In Titian’s Venus and Adonis, the plump and youthful Venus clings to her beloved Adonis, evoking a sense of romantic longing. In this painting, Bayer says, “Titian brings together life, love, lust and just around the corner – death.” The juxtaposition of youth and impermanence in this piece brings to the curator’s mind young military wives saying goodbye to their husbands, aware that this farewell embrace may be their last.
Following the Isfandiyar’s Funeral Procession (circa 1330), where the grieving Mongols surround a horse-drawn litter carrying a body, Bayer recalls how she could not remember who was present at her parents’ funeral. “It was a completely inner experience for me, as if I had been enclosed in one of those great hoods, completely wrapped in my own grief.” And now the procession leads to Paul de Mosselman’s Mourners, whose monkish figures are lost in a sorrow that permeates through the folds of their robes.
It was a completely inner experience for me, as if I had been enclosed in one of those great hoods, completely wrapped in my own grief.
Ultimately transported out of grief and into Romare Bearden’s The Block – a new perception of a funeral is introduced: one vibrant with life, color and sense of community. “There is something life-affirming about this funeral,” says Bayer about the multimedia panel celebrating life and death in a Harlem neighborhood.
The most difficult place for Bayer has been the Great Hall of the museum where she always met her parents during their visits to the Met.
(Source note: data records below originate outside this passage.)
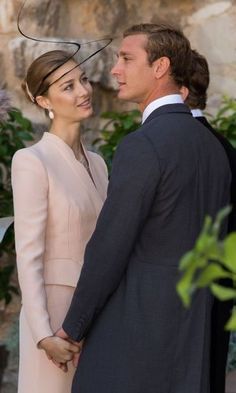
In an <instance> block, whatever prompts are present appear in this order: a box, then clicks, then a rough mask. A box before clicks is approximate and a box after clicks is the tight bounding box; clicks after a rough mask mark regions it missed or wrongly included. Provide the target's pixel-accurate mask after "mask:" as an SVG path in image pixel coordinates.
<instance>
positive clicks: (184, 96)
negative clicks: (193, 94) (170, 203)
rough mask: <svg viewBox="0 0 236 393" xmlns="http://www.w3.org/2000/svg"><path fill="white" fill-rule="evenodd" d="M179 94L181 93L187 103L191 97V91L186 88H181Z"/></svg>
mask: <svg viewBox="0 0 236 393" xmlns="http://www.w3.org/2000/svg"><path fill="white" fill-rule="evenodd" d="M179 92H180V94H181V96H182V98H183V100H184V101H185V100H186V99H187V97H188V95H189V89H188V88H187V87H186V86H181V88H180V89H179Z"/></svg>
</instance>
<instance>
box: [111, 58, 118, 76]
mask: <svg viewBox="0 0 236 393" xmlns="http://www.w3.org/2000/svg"><path fill="white" fill-rule="evenodd" d="M119 73H120V71H119V64H118V61H117V62H116V64H115V65H114V66H113V67H112V69H111V75H113V76H115V75H118V74H119Z"/></svg>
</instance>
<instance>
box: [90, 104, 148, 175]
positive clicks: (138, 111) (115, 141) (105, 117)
mask: <svg viewBox="0 0 236 393" xmlns="http://www.w3.org/2000/svg"><path fill="white" fill-rule="evenodd" d="M101 118H102V119H108V121H107V122H106V124H105V125H104V127H103V128H102V130H101V131H100V135H101V136H100V137H99V138H97V139H96V140H95V141H94V142H93V144H94V145H97V146H98V151H99V152H100V153H101V154H102V156H103V158H104V160H105V161H106V164H107V167H108V171H109V173H110V171H111V164H112V159H113V157H114V154H115V151H116V148H117V146H118V144H119V142H120V141H121V139H122V138H123V137H124V136H126V135H127V134H129V133H130V132H132V131H135V130H137V128H138V127H139V126H140V122H141V114H140V112H139V111H138V110H132V111H128V112H122V113H118V112H104V113H103V114H102V115H101Z"/></svg>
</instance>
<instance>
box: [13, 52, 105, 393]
mask: <svg viewBox="0 0 236 393" xmlns="http://www.w3.org/2000/svg"><path fill="white" fill-rule="evenodd" d="M23 85H24V86H23V87H24V90H25V92H26V95H27V96H28V98H30V99H31V101H32V102H33V103H34V104H35V105H37V106H38V107H40V108H43V109H44V110H45V111H46V112H47V113H48V114H49V117H50V119H51V126H50V129H49V132H46V133H44V135H43V137H42V139H41V140H40V141H39V142H38V143H36V144H35V145H33V146H31V147H28V148H25V149H21V150H19V151H17V153H16V154H15V155H14V158H13V163H12V186H13V196H14V213H15V240H16V252H17V268H18V276H19V284H20V288H21V292H22V310H21V315H20V367H19V383H18V393H29V392H31V393H42V392H43V393H69V392H70V391H71V383H72V378H73V374H74V367H73V364H72V362H70V363H68V372H67V373H63V372H62V370H60V368H57V367H55V365H54V364H53V362H52V361H50V359H52V358H53V359H54V360H55V361H57V362H64V361H65V360H69V359H72V358H73V356H74V354H75V353H76V352H78V347H77V346H76V345H75V344H73V343H69V342H66V341H64V340H62V339H60V338H57V337H53V333H54V332H55V331H56V330H57V329H58V328H59V327H60V326H61V324H62V321H63V319H64V316H65V315H66V312H67V309H68V307H69V305H70V301H71V298H72V295H73V292H74V288H75V286H76V283H77V280H78V277H79V274H80V270H81V267H82V264H83V256H84V250H85V246H86V243H87V242H88V240H89V238H90V236H91V234H92V232H93V230H94V228H95V224H96V220H97V217H98V214H99V212H100V210H101V207H102V204H103V201H104V199H105V197H106V188H107V170H106V166H105V163H104V161H103V160H102V158H101V157H100V156H99V155H97V154H95V153H92V152H89V151H87V150H86V149H85V147H84V146H83V145H82V143H81V140H80V122H81V121H82V120H84V119H87V118H88V117H89V116H91V114H92V104H91V96H92V87H91V85H90V83H89V81H88V79H87V77H86V75H85V73H84V72H83V71H82V70H81V69H80V68H79V67H78V64H77V63H76V62H75V60H74V59H73V58H72V57H71V56H70V55H69V54H68V53H67V52H65V51H60V50H57V51H51V52H47V53H45V54H43V55H42V56H40V57H39V58H37V59H36V60H35V61H34V62H33V63H32V64H31V66H30V67H29V70H28V72H27V77H26V79H25V83H24V84H23ZM52 344H53V345H52ZM52 348H53V349H52ZM40 349H43V350H40Z"/></svg>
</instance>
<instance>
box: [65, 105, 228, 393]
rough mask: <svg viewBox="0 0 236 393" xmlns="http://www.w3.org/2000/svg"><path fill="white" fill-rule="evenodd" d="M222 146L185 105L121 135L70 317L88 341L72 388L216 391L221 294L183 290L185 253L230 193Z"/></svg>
mask: <svg viewBox="0 0 236 393" xmlns="http://www.w3.org/2000/svg"><path fill="white" fill-rule="evenodd" d="M230 180H231V179H230V170H229V165H228V161H227V158H226V156H225V153H224V151H223V148H222V146H221V145H220V144H219V142H218V141H217V140H216V138H215V137H213V136H212V135H211V134H210V133H207V132H206V130H205V127H204V126H203V125H201V124H200V123H199V122H198V121H197V120H195V119H193V118H192V116H191V113H190V111H189V109H188V108H187V107H186V106H185V105H184V104H171V105H165V106H162V107H160V108H158V109H156V110H155V111H154V112H153V113H152V114H151V115H150V116H149V117H148V119H147V120H146V121H145V123H144V124H143V125H142V126H141V127H140V129H139V130H137V131H136V132H134V133H131V134H129V135H128V136H127V137H126V138H124V140H123V141H122V142H121V144H120V146H119V147H118V149H117V153H116V156H115V159H114V163H113V169H112V174H111V179H110V184H109V189H108V197H107V200H106V201H105V204H104V207H103V209H102V212H101V214H100V216H99V219H98V222H97V226H96V229H95V232H94V234H93V236H92V238H91V240H90V242H89V244H88V246H87V248H86V253H85V261H84V266H83V269H82V273H81V277H80V279H79V282H78V285H77V288H76V290H75V294H74V297H73V300H72V303H71V306H70V309H69V311H68V314H67V316H66V319H65V321H64V324H63V328H64V329H65V331H66V332H67V333H68V334H69V336H70V337H71V338H73V339H75V340H78V341H79V340H81V339H82V338H83V337H84V336H86V341H85V346H84V350H83V352H82V356H81V359H80V363H79V367H78V369H77V371H76V374H75V378H74V382H73V388H72V392H73V393H208V392H209V350H210V348H209V347H210V338H209V332H210V313H211V306H212V298H211V296H210V295H209V293H208V291H206V290H202V291H199V292H198V293H197V294H196V296H195V297H194V299H193V304H192V307H191V309H190V310H186V309H184V308H183V306H182V304H181V302H180V300H179V298H178V296H177V294H176V289H175V286H176V282H177V281H178V279H179V271H178V265H179V260H180V258H181V256H182V255H183V254H184V253H185V252H186V251H187V250H189V249H191V248H192V247H193V245H194V242H195V239H196V237H197V236H198V234H199V232H200V230H201V228H202V225H203V221H204V217H205V215H206V214H210V215H211V216H215V214H216V212H217V211H218V210H219V209H220V208H221V207H222V206H225V205H226V204H227V203H228V201H229V188H230Z"/></svg>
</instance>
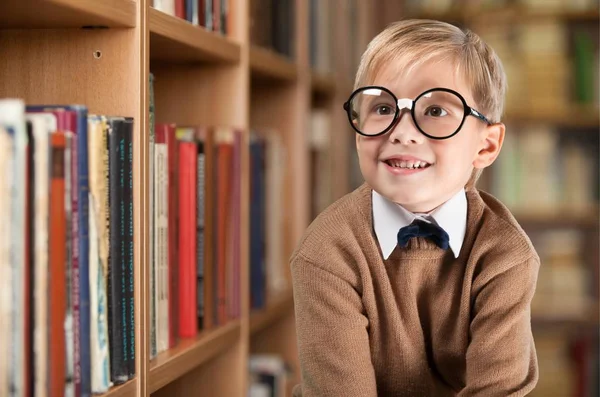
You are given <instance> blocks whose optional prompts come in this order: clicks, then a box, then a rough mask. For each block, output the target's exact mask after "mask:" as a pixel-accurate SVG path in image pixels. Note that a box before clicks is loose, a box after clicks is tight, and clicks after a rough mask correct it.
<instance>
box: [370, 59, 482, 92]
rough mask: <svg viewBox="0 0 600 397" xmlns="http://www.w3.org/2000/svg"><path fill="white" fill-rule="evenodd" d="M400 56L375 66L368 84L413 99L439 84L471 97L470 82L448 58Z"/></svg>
mask: <svg viewBox="0 0 600 397" xmlns="http://www.w3.org/2000/svg"><path fill="white" fill-rule="evenodd" d="M405 58H406V57H404V59H403V57H399V58H397V59H392V60H390V61H388V62H384V63H381V64H380V65H377V66H376V67H375V69H374V71H373V73H372V74H371V76H369V80H370V81H369V82H367V84H369V85H377V86H383V87H386V88H388V89H389V90H391V91H392V92H393V93H394V94H395V95H396V96H398V97H399V98H406V97H408V98H414V97H416V96H417V95H419V94H420V93H422V92H423V91H426V90H428V89H431V88H436V87H442V88H450V89H453V90H455V91H458V92H459V93H460V94H461V95H462V96H463V97H464V98H465V100H467V102H469V101H471V100H472V95H471V85H470V84H468V82H467V80H466V79H465V76H464V73H463V71H462V70H461V68H460V67H459V66H458V65H457V63H456V62H454V61H453V60H451V59H447V58H438V59H435V58H434V59H427V60H423V61H419V60H411V59H405Z"/></svg>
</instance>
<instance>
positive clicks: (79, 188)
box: [73, 106, 92, 397]
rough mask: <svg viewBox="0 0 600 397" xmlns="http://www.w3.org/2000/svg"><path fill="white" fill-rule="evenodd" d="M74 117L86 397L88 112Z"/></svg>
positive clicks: (88, 281)
mask: <svg viewBox="0 0 600 397" xmlns="http://www.w3.org/2000/svg"><path fill="white" fill-rule="evenodd" d="M73 109H74V110H75V111H76V113H77V161H76V162H77V172H76V173H75V174H74V175H76V178H77V180H76V183H77V197H76V199H75V200H76V201H77V204H76V207H77V213H78V215H77V223H78V230H77V235H76V238H77V241H78V246H79V252H78V255H79V260H78V268H76V273H77V275H78V277H77V278H76V280H77V284H78V287H79V291H78V293H79V327H76V328H79V335H78V338H77V339H78V348H79V360H80V363H79V367H80V370H79V380H80V395H81V396H82V397H89V396H90V395H91V392H92V384H91V358H90V343H89V336H90V288H89V286H90V274H89V265H90V264H89V252H88V251H89V220H88V218H89V181H88V175H89V174H88V147H87V145H88V140H87V129H88V128H87V123H88V120H87V109H86V108H85V107H83V106H76V107H73Z"/></svg>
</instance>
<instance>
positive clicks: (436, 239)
mask: <svg viewBox="0 0 600 397" xmlns="http://www.w3.org/2000/svg"><path fill="white" fill-rule="evenodd" d="M412 237H427V238H429V239H431V240H433V242H434V243H435V244H436V245H437V246H438V247H440V248H442V249H445V250H446V249H448V247H450V238H449V237H448V233H446V231H445V230H444V229H442V228H441V227H439V226H438V225H435V224H433V223H429V222H425V221H422V220H420V219H415V220H414V221H413V222H412V223H411V224H410V225H408V226H404V227H403V228H401V229H400V231H399V232H398V245H399V246H400V247H402V248H404V247H406V245H407V244H408V240H410V239H411V238H412Z"/></svg>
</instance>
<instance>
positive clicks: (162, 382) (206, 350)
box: [148, 320, 240, 393]
mask: <svg viewBox="0 0 600 397" xmlns="http://www.w3.org/2000/svg"><path fill="white" fill-rule="evenodd" d="M239 336H240V322H239V320H236V321H232V322H230V323H229V324H226V325H224V326H222V327H219V328H216V329H215V330H211V331H208V332H202V333H200V334H199V335H198V336H197V337H196V338H190V339H183V340H180V341H179V343H178V344H177V346H176V347H175V348H173V349H170V350H167V351H165V352H162V353H159V354H158V356H157V357H156V358H154V359H153V360H152V361H150V375H149V377H148V388H149V391H150V393H154V392H155V391H157V390H158V389H160V388H161V387H163V386H165V385H167V384H169V383H170V382H172V381H173V380H175V379H178V378H180V377H181V376H182V375H184V374H185V373H187V372H189V371H191V370H193V369H194V368H197V367H198V366H200V365H202V364H203V363H205V362H207V361H208V360H210V359H211V358H213V357H215V356H216V355H218V354H219V353H221V352H223V351H225V350H227V349H228V348H230V347H231V346H233V345H234V343H235V342H236V341H237V340H238V339H239Z"/></svg>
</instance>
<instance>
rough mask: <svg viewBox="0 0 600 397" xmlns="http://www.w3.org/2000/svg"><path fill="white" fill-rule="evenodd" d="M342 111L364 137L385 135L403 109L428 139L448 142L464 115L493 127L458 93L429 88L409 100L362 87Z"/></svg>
mask: <svg viewBox="0 0 600 397" xmlns="http://www.w3.org/2000/svg"><path fill="white" fill-rule="evenodd" d="M344 109H345V110H346V112H347V113H348V120H349V121H350V125H352V128H354V130H355V131H356V132H358V133H359V134H361V135H365V136H377V135H382V134H385V133H386V132H388V131H389V130H390V129H392V127H393V126H394V125H395V124H396V122H397V121H398V118H399V117H400V112H401V111H402V110H403V109H409V110H410V113H411V115H412V119H413V121H414V123H415V126H416V127H417V128H418V129H419V131H421V132H422V133H423V134H424V135H426V136H427V137H429V138H431V139H447V138H450V137H452V136H454V135H456V133H457V132H458V131H460V129H461V127H462V125H463V124H464V122H465V119H466V118H467V116H474V117H477V118H478V119H480V120H482V121H483V122H485V123H487V124H488V125H489V124H492V123H491V122H490V121H489V120H488V119H487V118H486V117H485V116H484V115H482V114H481V113H479V112H478V111H477V110H475V109H473V108H472V107H470V106H469V105H467V102H466V101H465V99H464V98H463V97H462V96H461V95H460V94H459V93H458V92H456V91H454V90H451V89H448V88H432V89H430V90H427V91H425V92H423V93H422V94H420V95H419V96H417V98H416V99H415V100H411V99H408V98H403V99H398V98H396V96H395V95H394V94H393V93H392V92H391V91H390V90H388V89H387V88H384V87H379V86H367V87H361V88H359V89H357V90H355V91H354V92H353V93H352V95H350V98H349V99H348V101H347V102H346V103H344Z"/></svg>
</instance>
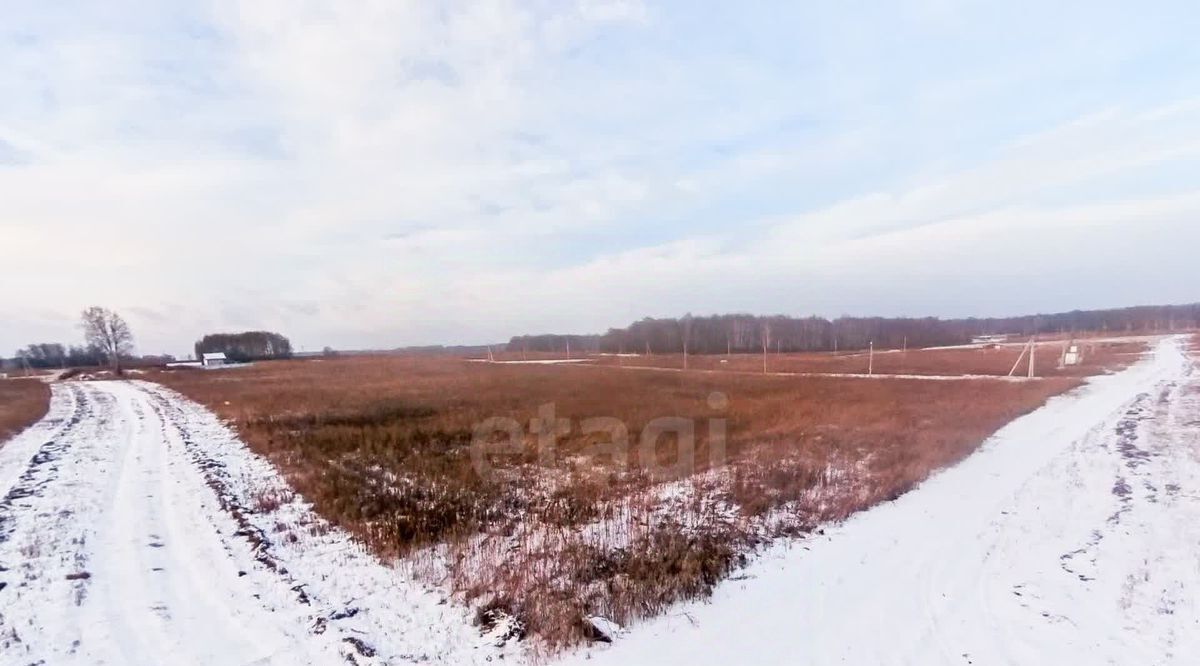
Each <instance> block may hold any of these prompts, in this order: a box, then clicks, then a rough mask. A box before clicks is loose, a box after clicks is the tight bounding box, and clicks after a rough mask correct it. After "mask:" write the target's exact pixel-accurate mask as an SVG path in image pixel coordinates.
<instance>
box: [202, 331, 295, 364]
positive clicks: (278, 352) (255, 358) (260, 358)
mask: <svg viewBox="0 0 1200 666" xmlns="http://www.w3.org/2000/svg"><path fill="white" fill-rule="evenodd" d="M217 352H220V353H222V354H224V355H226V358H227V359H229V360H230V361H235V362H246V361H258V360H265V359H290V358H292V341H289V340H288V338H287V337H283V336H282V335H280V334H277V332H271V331H246V332H236V334H209V335H206V336H204V337H202V338H200V340H198V341H196V358H197V359H202V358H204V354H212V353H217Z"/></svg>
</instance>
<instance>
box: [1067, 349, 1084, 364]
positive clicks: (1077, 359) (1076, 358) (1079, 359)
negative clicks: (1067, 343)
mask: <svg viewBox="0 0 1200 666" xmlns="http://www.w3.org/2000/svg"><path fill="white" fill-rule="evenodd" d="M1081 362H1084V352H1082V350H1081V349H1080V348H1079V344H1070V346H1068V347H1067V350H1066V352H1063V354H1062V365H1079V364H1081Z"/></svg>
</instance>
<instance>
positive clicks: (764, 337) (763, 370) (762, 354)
mask: <svg viewBox="0 0 1200 666" xmlns="http://www.w3.org/2000/svg"><path fill="white" fill-rule="evenodd" d="M769 349H770V325H769V324H764V325H763V329H762V373H763V374H767V352H768V350H769Z"/></svg>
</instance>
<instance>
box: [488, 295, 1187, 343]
mask: <svg viewBox="0 0 1200 666" xmlns="http://www.w3.org/2000/svg"><path fill="white" fill-rule="evenodd" d="M1198 328H1200V304H1192V305H1175V306H1139V307H1126V308H1118V310H1096V311H1072V312H1061V313H1054V314H1031V316H1022V317H998V318H967V319H940V318H936V317H924V318H884V317H840V318H838V319H832V320H830V319H824V318H821V317H788V316H784V314H775V316H766V317H764V316H755V314H715V316H708V317H694V316H691V314H685V316H684V317H678V318H646V319H642V320H640V322H635V323H632V324H630V325H629V326H625V328H619V329H610V330H608V331H607V332H605V334H604V335H595V336H587V335H572V336H564V335H533V336H530V335H527V336H516V337H514V338H512V340H511V341H509V344H508V350H509V352H521V350H528V352H558V353H562V352H564V350H565V348H566V343H568V341H570V344H571V350H572V352H574V350H575V349H578V350H581V352H601V353H622V352H624V353H638V354H641V353H649V354H667V353H682V352H683V350H684V348H686V350H688V353H691V354H725V353H736V354H738V353H762V352H763V350H769V352H838V350H858V349H865V348H868V347H869V346H871V344H872V343H874V344H875V347H876V348H881V349H900V348H904V347H913V348H918V347H940V346H952V344H966V343H970V342H971V340H972V338H974V337H978V336H984V335H1018V336H1031V335H1034V334H1069V332H1084V331H1094V332H1109V334H1130V335H1134V334H1156V332H1169V331H1176V330H1189V329H1198Z"/></svg>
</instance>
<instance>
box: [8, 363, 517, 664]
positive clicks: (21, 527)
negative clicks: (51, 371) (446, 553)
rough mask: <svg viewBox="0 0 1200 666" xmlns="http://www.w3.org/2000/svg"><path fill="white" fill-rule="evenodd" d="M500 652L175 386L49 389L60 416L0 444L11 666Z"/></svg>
mask: <svg viewBox="0 0 1200 666" xmlns="http://www.w3.org/2000/svg"><path fill="white" fill-rule="evenodd" d="M500 656H503V653H502V650H500V649H497V648H494V647H493V646H492V644H491V643H488V642H487V641H486V638H485V637H484V636H480V635H479V631H478V629H475V628H474V626H472V625H470V622H469V618H468V617H467V612H466V610H464V608H462V607H461V606H460V605H456V604H454V602H449V601H448V600H446V599H445V598H444V596H443V595H440V594H437V593H436V592H431V590H428V589H425V588H424V587H421V586H419V584H416V583H414V582H410V581H408V580H407V578H406V576H403V575H402V572H401V571H398V570H396V569H394V568H391V566H385V565H383V564H379V563H378V562H377V560H376V559H374V558H372V557H371V556H368V554H367V553H366V552H364V551H362V550H361V548H360V547H359V546H358V545H355V544H354V542H353V541H352V540H350V539H348V538H347V535H346V534H343V533H341V532H340V530H337V529H335V528H332V527H331V526H329V524H328V523H325V522H324V521H322V520H319V518H318V517H317V516H314V515H313V514H312V511H311V510H310V508H308V506H307V505H306V504H304V503H302V502H301V500H299V499H298V498H295V497H294V496H293V494H292V493H290V491H289V490H288V488H287V486H286V485H284V484H283V481H282V480H281V479H280V476H278V474H277V473H276V472H275V469H274V468H272V467H271V466H270V464H269V463H268V462H266V461H265V460H263V458H260V457H258V456H256V455H253V454H252V452H250V451H248V450H247V449H246V448H245V445H244V444H242V443H241V442H239V440H238V439H236V438H235V437H234V436H233V433H232V432H230V431H229V430H228V428H226V427H224V426H222V425H221V424H220V422H218V421H217V420H216V418H215V416H214V415H212V414H211V413H209V412H208V410H205V409H203V408H202V407H199V406H197V404H196V403H192V402H190V401H187V400H185V398H182V397H181V396H179V395H178V394H174V392H172V391H169V390H167V389H163V388H161V386H157V385H155V384H148V383H143V382H89V383H80V382H70V383H59V384H54V395H53V400H52V403H50V412H49V414H48V415H47V418H46V419H44V420H42V421H41V422H40V424H37V425H35V426H34V427H31V428H30V430H28V431H25V432H24V433H22V434H20V436H18V437H17V438H14V439H13V440H11V442H8V443H7V444H5V445H4V446H2V448H0V664H4V665H8V664H12V665H18V664H20V665H25V664H47V665H60V664H67V665H71V664H80V665H100V664H110V665H158V664H173V665H175V664H198V665H199V664H212V665H234V664H280V665H306V664H313V665H326V664H431V662H432V664H456V665H457V664H482V662H488V661H494V660H496V659H499V658H500Z"/></svg>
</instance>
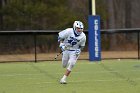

Now that sense is being replaced by what Bayer refers to as “a new process.” As she walks through the museum, different works of art call out to her, “as a daughter or as a mother, as someone who had deeply loved people and then lost them.”
These works of art that Andrea Bayer loves and knows so well transcend the boundaries of culture and time and depict the commonality of human experience from fifth century BC to our time.